La mayoría son en valenciano. Otras, en castellano. Tal vez algunas otras lo son en catalán. En todo caso, yo no soy filólogo, no entiendo de eso. Aunque sé, claro, que el valenciano de Vinarós se parece mucho al catalán de Tortosa, con la que comparte larga historia religiosa y civil. Las músicas en valenciano van cambiando a medida que descendemos en el mapa. No suena igual el valenciano de l’Alcalatén, la rural comarca castellonense, que el valenciano de las Marinas. Y qué decir del puro y bello valenciano de l’Alcoiá. Tampoco suena lo mismo el de Elche que el de la Safor. El valenciano es un mundo. Tan mundo que hasta contiene al catalán, cabría decir, respetuosamente. En cuanto a nuestro castellano, lo hay de muchas características. Por ejemplo, el de la Vega Baja, cuyo acento está ennoblecido porque fue el que utilizó el gran poeta Miguel Hernández. Cuando nos imaginemos a Miguel recitando sus versos, que tanto admiramos, tenemos que hacerlo con su casi murciano. Y no por ello menos valenciano. «Tristes guerras / si no es amor la empresa / Tristes, tristes».

En definitiva, los idiomas valencianos están unidos, mezclados, hermanados, fecundamente indivisibles en muchos de sus caminos. De sus siglos. El castellano sólido de Requena, el castellano de aura aragonesa de Segorbe son tan valencianos como el hablar de la Ribera o el de Xátiva. Y todo nos atañe y nada nos excluye. Aunque todavía de cuando en cuando, desde las más necias tribunas políticas o universitarias unos tipos resecos e incansables lancen sus consabidas provocaciones enemigas de la concordia. Pero en esta tierra, por mucho que lo han intentado o lo intenten, ya no prosperan los pleitos de idioma. Hay una sabiduría profunda en el pueblo. En ese pueblo que es el dueño de la lengua, y no sus sanedrines resentidos.

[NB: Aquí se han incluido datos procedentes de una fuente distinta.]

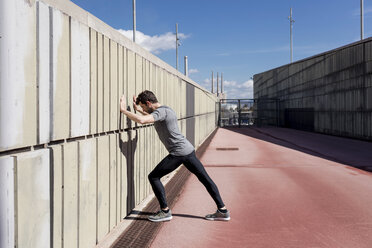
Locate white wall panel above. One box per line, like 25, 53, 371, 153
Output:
0, 157, 15, 247
16, 149, 51, 248
50, 9, 70, 140
79, 139, 97, 247
71, 19, 90, 137
0, 0, 37, 151
37, 2, 51, 144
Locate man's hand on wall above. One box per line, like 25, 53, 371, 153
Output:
133, 95, 138, 111
120, 95, 127, 113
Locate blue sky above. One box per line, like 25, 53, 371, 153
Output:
72, 0, 372, 98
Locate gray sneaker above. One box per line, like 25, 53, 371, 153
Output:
205, 209, 230, 221
148, 209, 172, 222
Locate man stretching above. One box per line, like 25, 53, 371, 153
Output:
120, 90, 230, 222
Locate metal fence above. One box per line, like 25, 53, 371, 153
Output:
217, 98, 279, 127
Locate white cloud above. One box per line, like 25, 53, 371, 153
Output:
118, 29, 189, 54
223, 80, 236, 87
189, 69, 199, 74
223, 79, 253, 99
353, 8, 372, 16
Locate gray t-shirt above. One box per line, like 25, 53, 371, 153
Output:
151, 106, 195, 156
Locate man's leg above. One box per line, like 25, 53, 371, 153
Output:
148, 154, 182, 209
184, 152, 225, 209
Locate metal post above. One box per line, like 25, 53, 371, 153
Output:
360, 0, 364, 40
184, 56, 189, 77
217, 72, 219, 96
238, 100, 241, 127
288, 8, 294, 63
221, 72, 223, 93
133, 0, 136, 42
176, 23, 178, 70
212, 71, 214, 94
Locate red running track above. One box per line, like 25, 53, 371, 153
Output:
151, 128, 372, 248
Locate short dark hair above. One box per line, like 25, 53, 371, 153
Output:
136, 90, 158, 105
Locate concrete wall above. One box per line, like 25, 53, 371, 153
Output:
0, 0, 217, 248
254, 38, 372, 140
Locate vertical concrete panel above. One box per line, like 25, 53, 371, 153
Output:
122, 47, 128, 129
0, 0, 37, 151
37, 2, 51, 144
115, 134, 122, 224
89, 28, 98, 134
138, 128, 147, 202
50, 145, 63, 248
16, 149, 51, 248
71, 19, 90, 137
109, 134, 118, 230
97, 136, 110, 242
0, 157, 15, 247
120, 132, 130, 219
63, 142, 79, 247
180, 80, 187, 118
110, 40, 119, 130
132, 130, 141, 205
124, 50, 138, 127
50, 9, 70, 140
117, 45, 125, 129
103, 36, 110, 132
79, 138, 97, 247
135, 54, 144, 95
119, 132, 129, 219
97, 33, 104, 133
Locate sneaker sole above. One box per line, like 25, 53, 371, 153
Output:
205, 217, 230, 221
148, 216, 172, 222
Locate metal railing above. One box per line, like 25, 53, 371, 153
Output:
218, 98, 279, 127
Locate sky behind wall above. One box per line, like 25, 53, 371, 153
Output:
72, 0, 372, 98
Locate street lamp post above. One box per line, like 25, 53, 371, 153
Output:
360, 0, 364, 40
288, 8, 294, 63
133, 0, 136, 42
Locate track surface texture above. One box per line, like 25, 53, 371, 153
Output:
149, 128, 372, 248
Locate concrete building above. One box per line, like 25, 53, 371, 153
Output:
254, 38, 372, 140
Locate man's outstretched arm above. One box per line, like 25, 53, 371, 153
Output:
120, 95, 155, 124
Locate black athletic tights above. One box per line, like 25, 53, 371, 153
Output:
149, 151, 225, 208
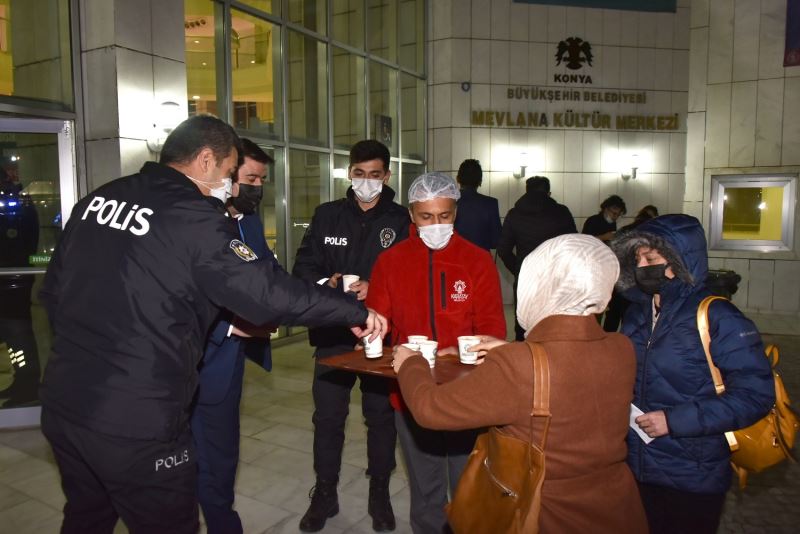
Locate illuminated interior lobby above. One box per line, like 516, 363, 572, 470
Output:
0, 0, 800, 533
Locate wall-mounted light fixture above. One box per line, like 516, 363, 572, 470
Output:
147, 102, 186, 154
620, 154, 639, 180
513, 152, 529, 180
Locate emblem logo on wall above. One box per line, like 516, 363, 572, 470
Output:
556, 37, 593, 70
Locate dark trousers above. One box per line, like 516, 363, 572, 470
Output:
395, 411, 479, 534
311, 359, 397, 481
42, 408, 200, 534
639, 482, 725, 534
192, 354, 244, 534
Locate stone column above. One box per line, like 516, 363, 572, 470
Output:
80, 0, 187, 191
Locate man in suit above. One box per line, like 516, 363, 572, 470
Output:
455, 159, 501, 250
191, 139, 282, 534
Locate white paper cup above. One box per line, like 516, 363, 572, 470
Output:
419, 341, 439, 367
342, 274, 360, 293
458, 336, 481, 365
361, 334, 383, 358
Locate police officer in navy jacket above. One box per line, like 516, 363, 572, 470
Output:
191, 139, 283, 534
40, 115, 385, 534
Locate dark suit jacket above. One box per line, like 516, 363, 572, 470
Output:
455, 189, 501, 250
197, 214, 283, 404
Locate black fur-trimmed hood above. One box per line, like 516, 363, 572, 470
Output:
611, 215, 708, 291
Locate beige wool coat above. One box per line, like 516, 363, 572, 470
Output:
398, 315, 647, 534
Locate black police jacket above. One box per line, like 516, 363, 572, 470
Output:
40, 163, 367, 440
292, 185, 410, 356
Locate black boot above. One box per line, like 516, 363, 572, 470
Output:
367, 477, 395, 532
300, 478, 339, 532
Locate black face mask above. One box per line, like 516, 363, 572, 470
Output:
634, 263, 669, 295
231, 184, 264, 215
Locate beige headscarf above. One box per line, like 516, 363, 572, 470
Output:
517, 234, 619, 336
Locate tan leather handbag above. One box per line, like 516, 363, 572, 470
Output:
447, 343, 550, 534
697, 296, 800, 489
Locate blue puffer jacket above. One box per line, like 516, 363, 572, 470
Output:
613, 215, 775, 493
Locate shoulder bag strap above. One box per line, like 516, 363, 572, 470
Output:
526, 342, 551, 451
697, 295, 739, 451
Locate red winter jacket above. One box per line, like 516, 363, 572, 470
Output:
366, 224, 506, 408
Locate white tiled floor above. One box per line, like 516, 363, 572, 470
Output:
0, 341, 411, 534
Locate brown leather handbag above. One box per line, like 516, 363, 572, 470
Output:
446, 343, 550, 534
697, 296, 800, 489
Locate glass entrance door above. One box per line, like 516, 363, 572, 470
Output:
0, 118, 76, 428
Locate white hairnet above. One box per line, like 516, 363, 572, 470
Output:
408, 172, 461, 204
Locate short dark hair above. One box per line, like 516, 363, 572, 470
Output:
525, 176, 550, 193
350, 139, 390, 171
159, 114, 243, 165
600, 195, 628, 215
456, 159, 483, 188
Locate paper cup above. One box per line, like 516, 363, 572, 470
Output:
361, 334, 383, 359
342, 274, 360, 293
458, 336, 481, 365
419, 341, 439, 367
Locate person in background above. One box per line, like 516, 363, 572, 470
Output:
497, 176, 578, 341
619, 204, 658, 233
612, 215, 775, 534
40, 115, 385, 534
455, 159, 501, 250
191, 139, 282, 534
367, 172, 506, 534
390, 234, 647, 534
581, 195, 628, 243
292, 139, 408, 532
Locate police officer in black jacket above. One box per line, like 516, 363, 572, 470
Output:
293, 140, 410, 532
41, 116, 385, 534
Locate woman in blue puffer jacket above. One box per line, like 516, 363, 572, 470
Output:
612, 215, 775, 534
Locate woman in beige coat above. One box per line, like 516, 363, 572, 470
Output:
394, 234, 647, 534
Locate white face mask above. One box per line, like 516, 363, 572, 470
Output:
417, 224, 453, 250
186, 175, 233, 204
351, 178, 383, 202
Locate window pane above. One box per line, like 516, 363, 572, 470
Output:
239, 0, 281, 15
286, 150, 329, 269
0, 0, 73, 110
331, 0, 364, 50
0, 133, 61, 268
397, 0, 425, 72
331, 154, 350, 200
400, 73, 425, 160
400, 162, 425, 206
369, 62, 397, 156
332, 47, 366, 148
367, 0, 397, 62
231, 10, 282, 136
0, 273, 51, 408
287, 30, 328, 146
722, 187, 784, 241
289, 0, 328, 35
184, 0, 219, 115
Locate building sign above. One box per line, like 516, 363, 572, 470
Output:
513, 0, 676, 13
470, 109, 680, 131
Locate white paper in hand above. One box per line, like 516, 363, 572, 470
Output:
630, 403, 653, 443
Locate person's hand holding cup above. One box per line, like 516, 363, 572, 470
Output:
458, 336, 481, 365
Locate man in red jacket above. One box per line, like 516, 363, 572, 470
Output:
367, 172, 506, 534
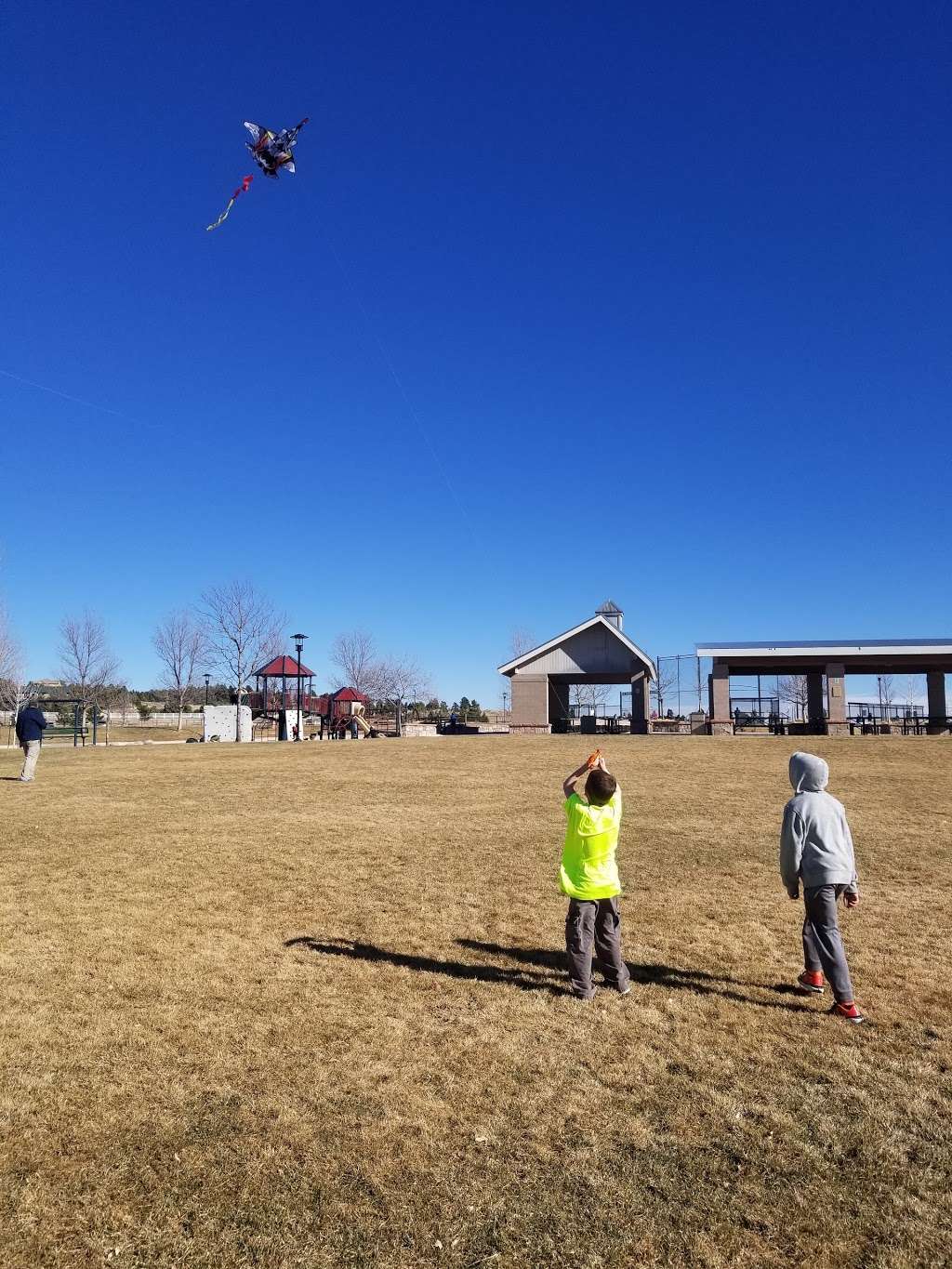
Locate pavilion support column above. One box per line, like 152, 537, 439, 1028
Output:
549, 679, 569, 726
509, 674, 552, 734
806, 670, 826, 736
925, 670, 948, 736
707, 660, 734, 736
826, 661, 849, 736
631, 672, 651, 736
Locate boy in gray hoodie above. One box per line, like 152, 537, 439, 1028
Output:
781, 752, 863, 1023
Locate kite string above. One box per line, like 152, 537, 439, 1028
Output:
318, 221, 479, 546
0, 369, 152, 429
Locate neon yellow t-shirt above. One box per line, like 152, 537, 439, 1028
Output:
561, 788, 622, 898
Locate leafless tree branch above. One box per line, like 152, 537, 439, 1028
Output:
199, 581, 284, 738
152, 612, 208, 731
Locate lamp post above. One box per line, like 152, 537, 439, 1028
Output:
291, 635, 307, 740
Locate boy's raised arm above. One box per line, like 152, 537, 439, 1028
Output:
562, 758, 589, 799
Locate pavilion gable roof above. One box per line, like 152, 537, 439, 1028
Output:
499, 613, 656, 679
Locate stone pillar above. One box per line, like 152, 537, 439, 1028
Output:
631, 671, 651, 736
826, 661, 849, 736
806, 670, 826, 736
925, 670, 948, 736
509, 674, 551, 734
707, 661, 734, 736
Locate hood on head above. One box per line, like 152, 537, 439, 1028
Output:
789, 751, 830, 793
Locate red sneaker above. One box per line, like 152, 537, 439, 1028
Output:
830, 1000, 866, 1024
797, 970, 823, 997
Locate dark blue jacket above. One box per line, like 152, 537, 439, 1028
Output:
17, 706, 46, 745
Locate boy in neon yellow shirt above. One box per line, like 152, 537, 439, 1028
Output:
561, 754, 631, 1000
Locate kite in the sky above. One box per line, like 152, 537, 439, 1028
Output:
205, 119, 307, 230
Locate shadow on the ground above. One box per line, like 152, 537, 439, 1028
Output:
284, 934, 569, 997
456, 939, 813, 1012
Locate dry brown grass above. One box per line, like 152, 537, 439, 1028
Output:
0, 737, 952, 1269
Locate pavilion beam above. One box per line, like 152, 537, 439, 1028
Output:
826, 661, 849, 736
707, 658, 734, 736
806, 670, 826, 736
925, 670, 948, 736
631, 670, 651, 736
549, 679, 569, 724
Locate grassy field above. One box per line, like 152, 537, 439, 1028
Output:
0, 737, 952, 1269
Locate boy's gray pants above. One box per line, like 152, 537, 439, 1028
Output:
565, 894, 631, 1000
20, 740, 39, 785
803, 886, 853, 1004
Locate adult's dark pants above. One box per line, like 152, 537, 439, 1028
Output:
565, 894, 631, 1000
803, 886, 853, 1004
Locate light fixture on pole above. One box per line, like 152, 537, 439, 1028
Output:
291, 635, 307, 740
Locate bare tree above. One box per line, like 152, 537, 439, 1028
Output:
379, 656, 429, 736
59, 613, 119, 716
330, 630, 387, 696
777, 674, 809, 719
152, 612, 208, 731
199, 581, 284, 740
510, 627, 538, 660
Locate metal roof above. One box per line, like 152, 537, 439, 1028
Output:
249, 656, 313, 679
694, 637, 952, 657
497, 613, 657, 679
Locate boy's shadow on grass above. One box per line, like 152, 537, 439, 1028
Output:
456, 939, 809, 1012
284, 934, 809, 1012
284, 934, 569, 997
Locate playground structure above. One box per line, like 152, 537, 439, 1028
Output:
315, 688, 383, 740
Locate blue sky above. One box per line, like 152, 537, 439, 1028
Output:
0, 0, 952, 703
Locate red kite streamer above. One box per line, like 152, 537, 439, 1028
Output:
205, 177, 254, 230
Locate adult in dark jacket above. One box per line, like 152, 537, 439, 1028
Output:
17, 700, 46, 785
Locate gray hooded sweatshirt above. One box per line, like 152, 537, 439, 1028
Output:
781, 752, 859, 898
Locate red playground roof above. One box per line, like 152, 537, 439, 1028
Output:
249, 656, 313, 679
331, 688, 371, 706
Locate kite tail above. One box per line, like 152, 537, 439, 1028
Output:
205, 177, 254, 232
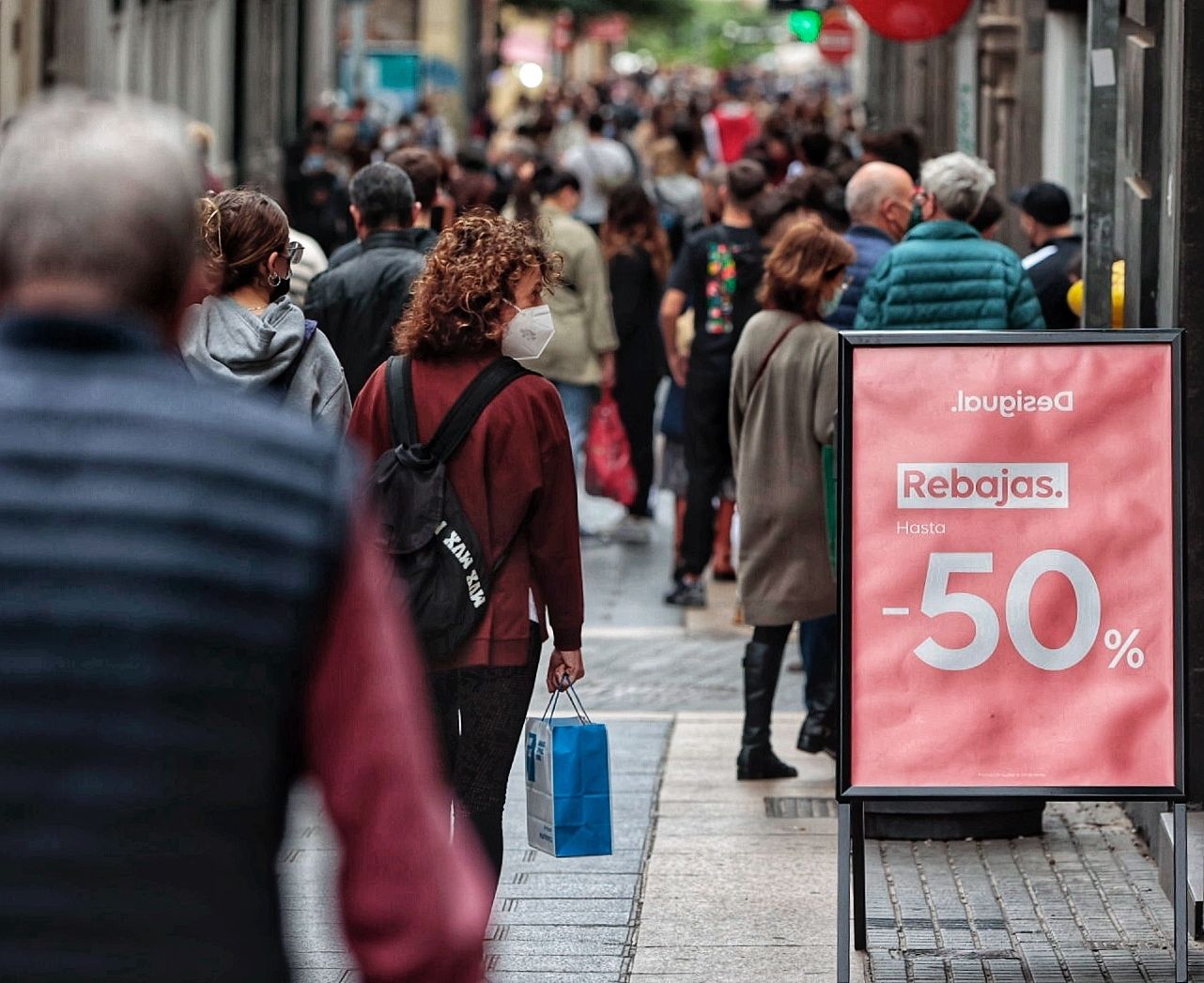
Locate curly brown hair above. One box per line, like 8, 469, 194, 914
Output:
393, 209, 563, 359
757, 222, 857, 321
196, 188, 289, 294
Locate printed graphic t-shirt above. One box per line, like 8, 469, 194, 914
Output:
669, 225, 764, 376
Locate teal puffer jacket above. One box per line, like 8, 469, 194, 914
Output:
857, 222, 1045, 330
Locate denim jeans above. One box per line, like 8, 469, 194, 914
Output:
752, 615, 841, 714
555, 383, 598, 474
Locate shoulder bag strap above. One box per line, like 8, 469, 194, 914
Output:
272, 321, 317, 402
426, 356, 531, 462
384, 355, 418, 446
749, 320, 802, 393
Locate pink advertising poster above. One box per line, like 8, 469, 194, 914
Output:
846, 343, 1177, 790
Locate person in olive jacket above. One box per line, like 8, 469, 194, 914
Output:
857, 153, 1045, 330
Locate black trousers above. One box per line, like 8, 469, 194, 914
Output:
431, 623, 542, 888
682, 372, 732, 576
614, 362, 661, 516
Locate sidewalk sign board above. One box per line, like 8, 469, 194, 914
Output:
837, 330, 1187, 983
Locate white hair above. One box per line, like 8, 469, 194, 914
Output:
919, 150, 995, 222
0, 90, 201, 315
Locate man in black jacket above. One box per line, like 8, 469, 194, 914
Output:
329, 146, 441, 269
304, 163, 426, 399
0, 94, 492, 983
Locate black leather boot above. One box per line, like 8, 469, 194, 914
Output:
795, 681, 841, 758
735, 641, 798, 782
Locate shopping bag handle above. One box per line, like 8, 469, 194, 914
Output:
539, 672, 594, 723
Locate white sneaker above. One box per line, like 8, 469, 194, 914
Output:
610, 515, 653, 546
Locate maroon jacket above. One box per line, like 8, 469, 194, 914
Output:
347, 350, 584, 668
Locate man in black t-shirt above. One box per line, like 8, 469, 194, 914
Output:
1011, 182, 1083, 330
661, 160, 765, 607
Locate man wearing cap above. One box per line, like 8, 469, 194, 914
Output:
1011, 182, 1083, 330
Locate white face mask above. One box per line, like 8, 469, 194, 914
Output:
502, 300, 556, 361
820, 283, 849, 321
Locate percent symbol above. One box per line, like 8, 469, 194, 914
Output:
1104, 628, 1145, 669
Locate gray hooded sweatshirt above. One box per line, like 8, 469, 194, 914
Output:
179, 298, 351, 431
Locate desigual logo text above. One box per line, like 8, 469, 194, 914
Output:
949, 389, 1074, 420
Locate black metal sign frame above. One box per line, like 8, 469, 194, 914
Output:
837, 330, 1190, 983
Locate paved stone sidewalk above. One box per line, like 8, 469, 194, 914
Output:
486, 712, 671, 983
866, 803, 1204, 983
281, 515, 1204, 983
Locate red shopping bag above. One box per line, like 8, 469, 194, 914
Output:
585, 389, 636, 505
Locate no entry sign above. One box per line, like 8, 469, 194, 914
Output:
841, 332, 1182, 798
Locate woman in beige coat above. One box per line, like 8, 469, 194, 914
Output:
731, 222, 855, 779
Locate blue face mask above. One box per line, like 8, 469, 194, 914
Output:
906, 201, 923, 232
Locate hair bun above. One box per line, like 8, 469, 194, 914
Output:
196, 195, 225, 261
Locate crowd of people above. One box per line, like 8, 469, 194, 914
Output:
0, 67, 1093, 980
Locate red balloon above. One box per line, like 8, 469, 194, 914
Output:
850, 0, 970, 41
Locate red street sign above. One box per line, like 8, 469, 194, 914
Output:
850, 0, 970, 41
551, 9, 573, 53
815, 16, 857, 65
841, 332, 1181, 798
585, 13, 628, 44
551, 22, 573, 52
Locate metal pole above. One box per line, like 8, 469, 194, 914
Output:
849, 803, 866, 952
1174, 803, 1190, 983
347, 0, 368, 99
836, 803, 853, 983
953, 0, 979, 157
1083, 0, 1121, 328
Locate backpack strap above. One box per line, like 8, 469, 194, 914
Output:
426, 356, 533, 462
384, 355, 418, 448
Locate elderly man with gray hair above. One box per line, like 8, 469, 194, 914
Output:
0, 94, 491, 983
827, 160, 915, 330
855, 153, 1045, 330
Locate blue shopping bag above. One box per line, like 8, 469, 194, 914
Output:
524, 685, 611, 856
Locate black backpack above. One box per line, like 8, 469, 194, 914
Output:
372, 356, 531, 668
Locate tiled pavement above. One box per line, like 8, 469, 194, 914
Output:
867, 803, 1204, 983
281, 495, 1204, 983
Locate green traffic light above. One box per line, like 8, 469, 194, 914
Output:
786, 11, 824, 44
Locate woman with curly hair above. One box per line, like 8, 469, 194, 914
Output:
730, 222, 854, 778
602, 182, 673, 545
180, 188, 351, 431
350, 213, 585, 890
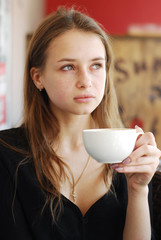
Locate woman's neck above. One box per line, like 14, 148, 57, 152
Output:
54, 115, 94, 150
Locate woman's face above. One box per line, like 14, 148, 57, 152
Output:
36, 29, 106, 115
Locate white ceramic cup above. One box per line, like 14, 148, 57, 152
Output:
83, 128, 142, 163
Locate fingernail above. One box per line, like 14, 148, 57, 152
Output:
122, 158, 131, 164
111, 163, 118, 169
115, 167, 124, 171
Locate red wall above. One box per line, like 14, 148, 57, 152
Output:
45, 0, 161, 34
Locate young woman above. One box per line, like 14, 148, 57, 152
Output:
0, 8, 161, 240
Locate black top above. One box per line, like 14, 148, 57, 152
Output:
0, 128, 154, 240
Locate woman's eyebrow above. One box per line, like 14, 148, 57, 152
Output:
57, 57, 105, 62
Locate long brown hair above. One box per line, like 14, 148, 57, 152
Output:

Por eso resulta tan ridículo escuchar al casi siempre ridículo Quim Torra, personaje de opereta fanática, hablar ahora de sentencias judiciales que son «burlas monstruosas e ignominiosas» a las lenguas hermanas que configuran al valenciano y al catalán. Lo que es ignominioso es marginar y perseguir hasta el delirio -sin lograr los objetivos, obviamente, y cada vez menos- el idioma castellano en Cataluña, empeño no del todo mal visto en ciertas áreas del poder valenciano. Da lo mismo. Catalanes y valencianos van a seguir hablando lo que quieran, esa libertad no se la van a robar nunca, y ojalá cada vez con más normalidad y armonía. No hay que buscar problemas donde no existen. Hay que abrir puertas. Y defenestrar a algunos políticos.